First, we set ourselves on a path to being cloud-native. By “we,” I mean the company and its overall culture, not only the solution we would provide. We knew if we wanted to solve problems that are cloud-native, we must be cloud-native ourselves.

Next, we looked at how cloud infrastructure was run and modeled our internal team after it. We knew that the cloud was the driving force that was powering today’s businesses and that we simply could not slow it down or disrupt it. We began looking for individuals who had the experience and knowledge to move at the speed of the cloud and the heart to solve the data breach issue at hand. The team is now made up of Capture the Flag (CTF) players, kernel hackers, vulnerability researchers, and engineers who all believe that anything is possible.

Once our product was built, we turned to the very group of people we were trying to help: CISOs and data security professionals. Through Insight IGNITE, we were able to get product validation from hundreds of CISOs which confirmed that we were truly solving a problem and not just selling a product.

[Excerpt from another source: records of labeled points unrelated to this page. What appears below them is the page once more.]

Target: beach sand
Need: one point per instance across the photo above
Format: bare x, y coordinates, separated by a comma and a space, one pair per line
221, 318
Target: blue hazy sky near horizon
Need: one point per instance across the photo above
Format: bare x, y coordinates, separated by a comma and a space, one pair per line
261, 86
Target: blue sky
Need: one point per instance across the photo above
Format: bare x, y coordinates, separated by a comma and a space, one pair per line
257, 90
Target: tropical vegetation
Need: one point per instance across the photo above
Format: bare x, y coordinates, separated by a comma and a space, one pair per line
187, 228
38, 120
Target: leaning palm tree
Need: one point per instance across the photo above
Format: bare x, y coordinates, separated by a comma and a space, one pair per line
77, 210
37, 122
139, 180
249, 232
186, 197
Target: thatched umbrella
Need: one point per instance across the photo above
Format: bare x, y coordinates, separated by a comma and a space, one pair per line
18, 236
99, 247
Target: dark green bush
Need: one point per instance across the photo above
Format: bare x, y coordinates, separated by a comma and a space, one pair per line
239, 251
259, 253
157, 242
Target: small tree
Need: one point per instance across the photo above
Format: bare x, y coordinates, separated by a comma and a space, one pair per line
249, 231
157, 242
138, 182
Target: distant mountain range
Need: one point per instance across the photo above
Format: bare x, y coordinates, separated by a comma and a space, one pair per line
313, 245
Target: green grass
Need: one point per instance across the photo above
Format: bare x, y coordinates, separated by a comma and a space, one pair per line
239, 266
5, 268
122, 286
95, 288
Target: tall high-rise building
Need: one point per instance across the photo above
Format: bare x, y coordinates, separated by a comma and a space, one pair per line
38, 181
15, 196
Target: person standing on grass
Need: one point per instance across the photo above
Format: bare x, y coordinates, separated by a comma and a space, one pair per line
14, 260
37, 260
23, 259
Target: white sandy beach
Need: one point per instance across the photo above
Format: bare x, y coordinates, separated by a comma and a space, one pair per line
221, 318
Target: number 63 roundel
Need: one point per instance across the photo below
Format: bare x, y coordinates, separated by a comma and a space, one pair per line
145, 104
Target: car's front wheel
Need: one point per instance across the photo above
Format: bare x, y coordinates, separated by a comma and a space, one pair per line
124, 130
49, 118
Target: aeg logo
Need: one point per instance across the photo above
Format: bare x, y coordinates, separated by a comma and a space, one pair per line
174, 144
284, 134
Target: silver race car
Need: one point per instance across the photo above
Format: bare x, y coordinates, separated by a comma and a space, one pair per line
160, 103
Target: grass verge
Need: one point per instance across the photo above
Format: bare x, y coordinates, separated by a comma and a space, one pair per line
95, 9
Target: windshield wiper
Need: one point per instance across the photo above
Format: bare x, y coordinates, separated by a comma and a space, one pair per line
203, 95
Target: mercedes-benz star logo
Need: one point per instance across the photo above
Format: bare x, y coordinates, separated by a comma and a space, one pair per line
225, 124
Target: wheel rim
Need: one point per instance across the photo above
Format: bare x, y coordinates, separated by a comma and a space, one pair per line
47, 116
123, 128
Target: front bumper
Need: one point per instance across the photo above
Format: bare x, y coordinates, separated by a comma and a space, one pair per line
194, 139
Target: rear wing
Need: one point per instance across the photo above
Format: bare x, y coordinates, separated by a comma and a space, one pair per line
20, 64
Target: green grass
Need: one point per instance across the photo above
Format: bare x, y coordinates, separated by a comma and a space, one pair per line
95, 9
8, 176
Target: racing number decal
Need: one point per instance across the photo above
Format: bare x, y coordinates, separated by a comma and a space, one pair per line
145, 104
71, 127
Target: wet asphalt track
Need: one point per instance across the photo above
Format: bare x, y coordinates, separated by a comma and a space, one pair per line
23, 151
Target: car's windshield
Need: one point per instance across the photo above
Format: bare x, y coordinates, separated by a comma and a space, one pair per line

Finally, we took a no-nonsense approach. We both despise FUD – fear, uncertainty, and doubt, usually evoked intentionally in order to put a competitor at a disadvantage. Everything that we do with the company ties back to real-life scenarios and to real, important actions that data security teams could take in order to better protect their employees, partners, and customers.


Although it is cliché, there is weight to the saying, “Be the change that you want to see in the world.”

When an all-consuming problem is left unsolved, there are two options: build your own solution or wait around for someone else to make one for you. Oran and I tried to create an off-the-shelf solution to protect sensitive public cloud data because none existed. By taking the time to dive to ask questions and consult with other experts in our field, we were able to identify a gap in the market and fill in the blanks.